Dieser Blog-Beitrag entstand im Rahmen des Mastermoduls «Agroecology and Food Systems» des Studiengang Umwelt und Natürliche Ressourcen am Institut für Umwelt und Natürliche Ressourcen der ZHAW im Herbstsemester 2021.
Quellen
Balzarini, R. (2018, Oktober 2). «Heissi Marroni» sind fein aber teuer – trotz guter Kastanienernte. Luzerner Zeitung.

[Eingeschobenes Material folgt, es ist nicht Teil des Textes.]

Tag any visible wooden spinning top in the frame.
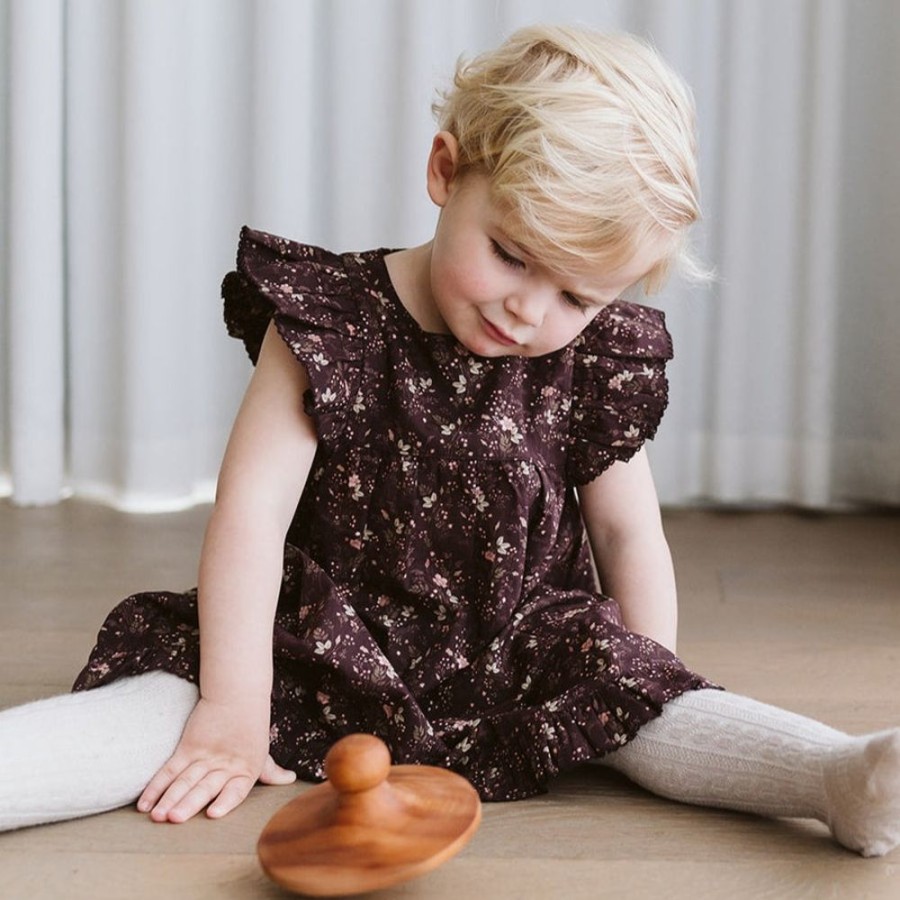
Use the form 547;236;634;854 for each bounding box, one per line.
257;734;481;897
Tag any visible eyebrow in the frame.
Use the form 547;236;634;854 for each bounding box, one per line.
494;224;619;309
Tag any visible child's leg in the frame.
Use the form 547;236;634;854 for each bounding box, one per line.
0;672;197;831
601;690;900;856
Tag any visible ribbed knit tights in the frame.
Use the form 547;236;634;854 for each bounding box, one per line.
0;672;198;831
600;690;900;856
0;672;900;856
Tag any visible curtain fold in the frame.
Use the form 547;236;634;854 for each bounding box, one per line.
0;0;900;511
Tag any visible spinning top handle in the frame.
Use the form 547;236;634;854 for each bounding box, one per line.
325;734;391;794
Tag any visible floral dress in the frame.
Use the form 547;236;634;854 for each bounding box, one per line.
75;228;709;800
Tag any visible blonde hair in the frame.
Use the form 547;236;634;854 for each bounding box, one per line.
434;26;706;293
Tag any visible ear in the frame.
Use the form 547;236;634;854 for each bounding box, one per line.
428;131;459;207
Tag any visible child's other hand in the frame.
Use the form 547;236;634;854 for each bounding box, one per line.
138;698;296;822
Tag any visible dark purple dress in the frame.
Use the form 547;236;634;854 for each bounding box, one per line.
75;229;707;800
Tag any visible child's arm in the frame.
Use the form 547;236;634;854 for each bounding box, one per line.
138;325;316;822
578;449;678;653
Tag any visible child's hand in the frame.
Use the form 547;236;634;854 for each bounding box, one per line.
138;698;296;822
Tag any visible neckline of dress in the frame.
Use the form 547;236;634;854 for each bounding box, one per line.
375;253;460;344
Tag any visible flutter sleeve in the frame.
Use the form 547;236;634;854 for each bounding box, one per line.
222;227;363;440
567;301;672;484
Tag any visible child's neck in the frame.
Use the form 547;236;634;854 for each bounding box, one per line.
384;241;448;334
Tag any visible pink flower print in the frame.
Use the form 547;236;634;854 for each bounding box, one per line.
609;372;634;391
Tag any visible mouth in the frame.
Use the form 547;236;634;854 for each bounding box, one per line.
482;316;519;347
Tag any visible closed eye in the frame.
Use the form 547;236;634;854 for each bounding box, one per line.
491;238;525;269
562;291;593;312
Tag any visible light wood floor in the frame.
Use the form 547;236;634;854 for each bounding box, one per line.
0;501;900;900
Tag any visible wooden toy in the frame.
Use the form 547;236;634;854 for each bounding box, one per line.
257;734;481;897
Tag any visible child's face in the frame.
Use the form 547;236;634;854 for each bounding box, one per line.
429;142;660;357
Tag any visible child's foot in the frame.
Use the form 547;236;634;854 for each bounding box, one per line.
825;728;900;856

Frommelt, M. (2021, Januar 5). Wo Haselnüsse auf Bäumen wachsen. Bio Suisse. https://www.bio-suisse.ch/de/biosuisse-erleben/blog/posts/2021/01/wo-haselnuesse-auf-baeumen-wachsen.html
Götz, M. (2020, April 25). Herausforderungen der Schweizer Walnuss-Produktion: Klima und Wasserversorgung. Schweizer Agrarmedien. https://www.diegruene.ch/artikel/pflanzenbau/interview-katja-luethi-nussproduktion-nimmt-zu-355862
Gubler, H. (2013). Wiederentdeckung des Nussbaumes und seiner Früchte. Zürcher Wald, 45(2), 23–25.
Koch, M. (2020, September 22). Darum kommen die meisten Haselnüsse aus der Türkei. SRF Schweizer Radio und Fernsehen. https://www.srf.ch/news/schweiz/nischenprodukt-darum-kommen-die-meisten-haselnuesse-aus-der-tuerkei
Menghini-Cortesi, M. (2021, Oktober 14). Verschwinden von hochstämmigen Bäumen wie der Kastanie in den Schweizer Bergen [Persönliche Kommunikation].
Nerlich, K., Graeff-Hönninger, S., & Claupein, W. (2013). Agroforestry in Europe: A review of the disappearance of traditional systems and development of modern agroforestry practices, with emphasis on experiences in Germany. Agroforestry Systems, 87(2), 475–492. https://doi.org/10.1007/s10457-012-9560-2
Netzhammer, M. (2021). Bauer Edos stachliges Glück. netzhammer & breiholz. https://www.netzhammerbreiholz.de/kastanien-schweiz-109.html
Rudow, A., & Borter, P. (2006). Erhaltung der Kastanienkultur in der Schweiz – Erfahrungen aus 46 Selvenrestaurationsprojekten. Schweizerische Zeitschrift für Forstwesen, 157(9), 413–418.